A-B. Time-lapse microscopy of a cell progressing through meiosis. Open arrows indicate the start of vNEBD, and closed arrows represent the end of vNEBD. Maximum intensity projection shown and the scale bar is 2 μm. A. Cells contain fluorescently tagged histone Htb1-mCherry (pink) and nucleoplasmic protein GFP-Npl3 (green) in an AMA1 background (left; strain ÜB18509) or a mutant ama1Δ background (right; strain ÜB20607). B. Cells contain reporter 2XmCherry-SV40NLS (pink) and fluorescently tagged histone Htb1-eGFP (green) in a GIP1 background (left; strain ÜB21380) or a mutant gip1Δ background (right; strain ÜB21614). C. Percentage of cells that went through meiosis II (MII) with vNEBD initiation and barrier return (black), vNEBD initiation only (gray), or no vNEBD initiation (white) for various mutant backgrounds.

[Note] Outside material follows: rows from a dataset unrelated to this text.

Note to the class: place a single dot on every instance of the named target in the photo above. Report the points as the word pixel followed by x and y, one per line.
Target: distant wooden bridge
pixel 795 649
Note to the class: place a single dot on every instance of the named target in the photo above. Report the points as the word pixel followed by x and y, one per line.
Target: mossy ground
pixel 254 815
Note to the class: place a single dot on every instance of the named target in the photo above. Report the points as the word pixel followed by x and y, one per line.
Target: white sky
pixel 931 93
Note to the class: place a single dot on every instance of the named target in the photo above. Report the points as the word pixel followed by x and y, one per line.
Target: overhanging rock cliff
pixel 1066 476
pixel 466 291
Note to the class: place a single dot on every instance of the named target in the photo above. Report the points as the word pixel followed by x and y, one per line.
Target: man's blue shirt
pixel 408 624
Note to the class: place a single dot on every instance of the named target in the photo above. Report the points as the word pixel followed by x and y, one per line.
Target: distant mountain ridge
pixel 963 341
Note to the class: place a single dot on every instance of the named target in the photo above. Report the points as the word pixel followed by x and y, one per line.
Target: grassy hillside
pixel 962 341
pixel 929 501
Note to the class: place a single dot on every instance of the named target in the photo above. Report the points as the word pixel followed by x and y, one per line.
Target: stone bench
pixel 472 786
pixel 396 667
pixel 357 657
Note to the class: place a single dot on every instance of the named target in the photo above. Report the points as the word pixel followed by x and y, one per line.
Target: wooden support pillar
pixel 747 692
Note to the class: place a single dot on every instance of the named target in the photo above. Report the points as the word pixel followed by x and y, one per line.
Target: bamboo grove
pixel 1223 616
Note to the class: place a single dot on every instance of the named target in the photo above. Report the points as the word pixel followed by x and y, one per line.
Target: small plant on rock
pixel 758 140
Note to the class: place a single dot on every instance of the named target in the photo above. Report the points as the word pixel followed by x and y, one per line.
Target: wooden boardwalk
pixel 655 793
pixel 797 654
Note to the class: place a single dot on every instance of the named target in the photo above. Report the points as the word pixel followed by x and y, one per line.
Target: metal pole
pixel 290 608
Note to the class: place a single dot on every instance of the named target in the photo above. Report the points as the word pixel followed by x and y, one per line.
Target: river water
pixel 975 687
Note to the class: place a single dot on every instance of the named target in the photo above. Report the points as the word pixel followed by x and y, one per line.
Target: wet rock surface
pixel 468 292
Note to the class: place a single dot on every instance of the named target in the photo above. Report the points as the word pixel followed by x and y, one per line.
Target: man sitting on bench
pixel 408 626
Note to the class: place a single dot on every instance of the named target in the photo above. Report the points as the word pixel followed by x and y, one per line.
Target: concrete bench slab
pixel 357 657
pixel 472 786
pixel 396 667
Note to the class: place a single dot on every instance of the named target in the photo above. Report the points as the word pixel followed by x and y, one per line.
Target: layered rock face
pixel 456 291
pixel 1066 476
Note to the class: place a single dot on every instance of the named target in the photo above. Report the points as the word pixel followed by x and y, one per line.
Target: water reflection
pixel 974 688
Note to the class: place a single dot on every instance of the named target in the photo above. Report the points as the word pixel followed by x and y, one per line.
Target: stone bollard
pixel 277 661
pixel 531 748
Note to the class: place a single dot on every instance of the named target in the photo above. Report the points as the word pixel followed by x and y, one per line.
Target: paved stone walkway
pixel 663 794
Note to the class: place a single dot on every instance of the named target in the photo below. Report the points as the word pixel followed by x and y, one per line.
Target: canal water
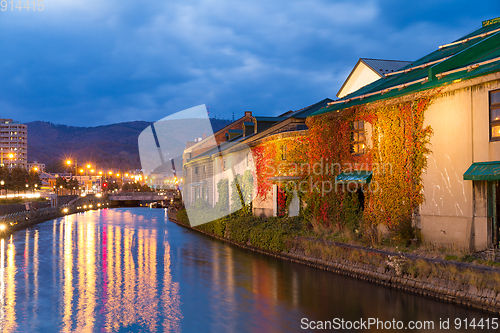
pixel 131 270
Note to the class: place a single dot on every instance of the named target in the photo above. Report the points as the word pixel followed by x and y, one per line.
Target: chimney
pixel 234 133
pixel 248 128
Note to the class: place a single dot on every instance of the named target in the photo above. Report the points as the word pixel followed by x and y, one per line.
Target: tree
pixel 5 178
pixel 34 179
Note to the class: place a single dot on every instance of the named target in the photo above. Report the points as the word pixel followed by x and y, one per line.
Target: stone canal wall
pixel 24 219
pixel 437 278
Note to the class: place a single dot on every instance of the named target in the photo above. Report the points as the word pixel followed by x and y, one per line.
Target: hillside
pixel 109 146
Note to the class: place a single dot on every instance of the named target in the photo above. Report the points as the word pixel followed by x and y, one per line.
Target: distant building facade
pixel 13 143
pixel 35 166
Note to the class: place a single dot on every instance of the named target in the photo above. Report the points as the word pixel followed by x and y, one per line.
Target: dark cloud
pixel 92 62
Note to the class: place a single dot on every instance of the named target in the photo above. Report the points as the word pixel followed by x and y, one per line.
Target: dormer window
pixel 495 115
pixel 358 146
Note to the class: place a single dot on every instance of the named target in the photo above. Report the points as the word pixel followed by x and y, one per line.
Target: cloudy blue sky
pixel 97 62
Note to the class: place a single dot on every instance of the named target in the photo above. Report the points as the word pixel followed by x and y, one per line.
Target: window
pixel 283 153
pixel 495 115
pixel 358 137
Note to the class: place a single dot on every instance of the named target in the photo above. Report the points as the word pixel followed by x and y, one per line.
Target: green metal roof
pixel 363 177
pixel 483 171
pixel 460 55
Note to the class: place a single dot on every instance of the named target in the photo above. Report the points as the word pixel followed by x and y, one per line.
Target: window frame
pixel 493 122
pixel 358 142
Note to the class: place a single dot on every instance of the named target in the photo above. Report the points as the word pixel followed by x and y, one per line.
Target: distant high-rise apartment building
pixel 13 143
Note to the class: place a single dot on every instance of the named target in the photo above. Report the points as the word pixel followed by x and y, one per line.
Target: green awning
pixel 483 171
pixel 363 177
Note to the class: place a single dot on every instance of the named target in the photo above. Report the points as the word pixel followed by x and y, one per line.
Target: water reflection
pixel 128 270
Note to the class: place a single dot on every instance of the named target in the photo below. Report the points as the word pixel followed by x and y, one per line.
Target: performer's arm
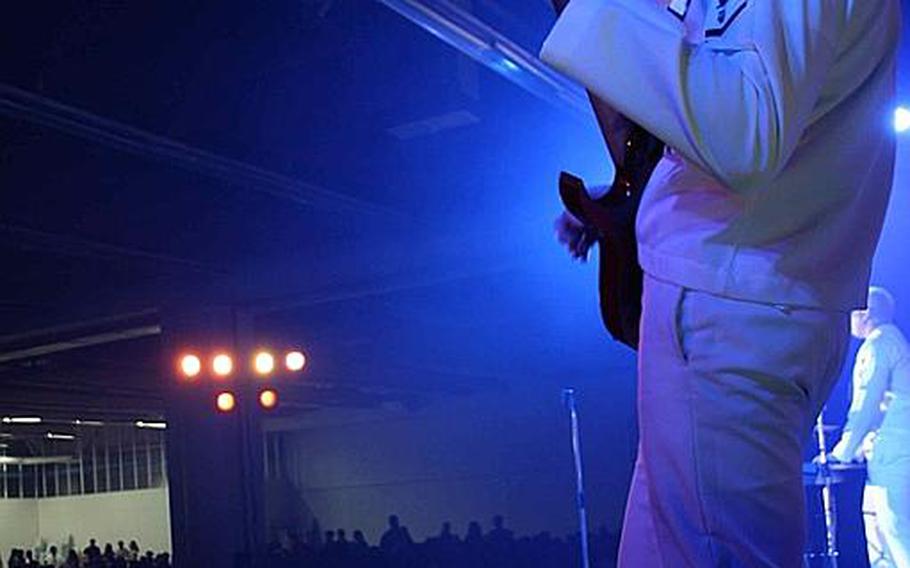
pixel 869 388
pixel 736 104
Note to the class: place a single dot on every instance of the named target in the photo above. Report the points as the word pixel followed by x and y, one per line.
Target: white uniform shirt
pixel 881 379
pixel 778 115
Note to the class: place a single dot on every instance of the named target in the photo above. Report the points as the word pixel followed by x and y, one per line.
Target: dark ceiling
pixel 357 184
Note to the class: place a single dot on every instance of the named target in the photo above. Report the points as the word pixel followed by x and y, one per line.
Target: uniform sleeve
pixel 870 383
pixel 736 104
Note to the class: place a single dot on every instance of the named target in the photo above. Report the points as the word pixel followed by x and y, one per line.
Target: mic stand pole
pixel 568 395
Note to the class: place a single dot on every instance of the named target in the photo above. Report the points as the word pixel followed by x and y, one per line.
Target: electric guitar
pixel 609 220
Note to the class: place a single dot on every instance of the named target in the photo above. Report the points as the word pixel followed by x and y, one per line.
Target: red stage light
pixel 268 399
pixel 264 363
pixel 295 361
pixel 226 402
pixel 190 366
pixel 222 365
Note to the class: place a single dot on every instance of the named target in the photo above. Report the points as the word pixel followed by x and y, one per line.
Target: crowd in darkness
pixel 92 556
pixel 498 548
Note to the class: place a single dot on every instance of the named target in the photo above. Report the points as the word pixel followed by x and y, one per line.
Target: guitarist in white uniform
pixel 878 427
pixel 755 233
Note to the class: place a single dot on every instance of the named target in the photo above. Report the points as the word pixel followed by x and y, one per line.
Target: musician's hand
pixel 571 233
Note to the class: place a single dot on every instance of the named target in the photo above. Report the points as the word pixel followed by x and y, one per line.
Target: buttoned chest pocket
pixel 729 22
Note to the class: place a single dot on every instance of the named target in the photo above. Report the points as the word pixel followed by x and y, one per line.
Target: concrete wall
pixel 18 524
pixel 107 517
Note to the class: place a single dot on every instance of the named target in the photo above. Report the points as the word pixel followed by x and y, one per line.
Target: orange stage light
pixel 268 399
pixel 295 361
pixel 190 366
pixel 226 401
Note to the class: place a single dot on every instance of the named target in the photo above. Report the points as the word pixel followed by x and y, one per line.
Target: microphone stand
pixel 568 395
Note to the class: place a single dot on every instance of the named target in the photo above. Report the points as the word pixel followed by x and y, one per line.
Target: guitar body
pixel 610 221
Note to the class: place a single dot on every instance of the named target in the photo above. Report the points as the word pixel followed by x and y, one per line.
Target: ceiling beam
pixel 24 105
pixel 465 32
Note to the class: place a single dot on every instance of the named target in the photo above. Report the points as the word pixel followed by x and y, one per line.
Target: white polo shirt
pixel 778 116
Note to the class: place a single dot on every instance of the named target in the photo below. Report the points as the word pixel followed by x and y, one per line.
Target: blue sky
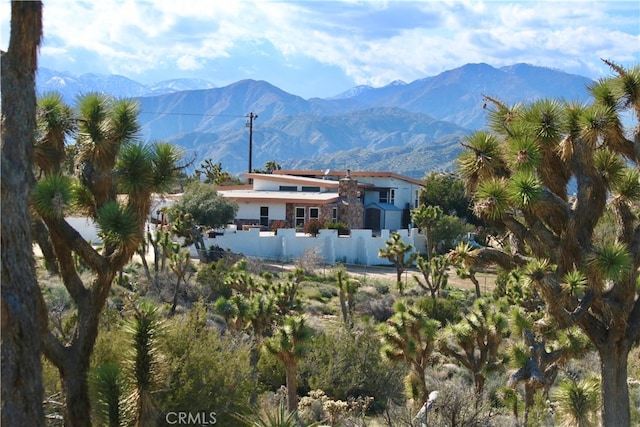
pixel 321 48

Npl3 ctrl (strain ÜB18509) and Npl3 ama1Δ (strain ÜB20607) contain Htb1-mCherry and GFP-Npl3. NLS ctrl (strain ÜB21380), spo12Δ (strain ÜB36318), and gip1Δ (strain ÜB21614) all contain Htb1-eGFP and 2XmCherry-SV40NLS. Two replicates used for each strain (53 ≤ n ≤ 123 cells per replicate). D. Duration of vNEBD for various mutant backgrounds. Two replicates per strain with 53 ≤ n ≤ 123 cells per replicate. The strains are the same as in A. Lines represent the mean duration. Full sample size information can be found in the Materials and Methods.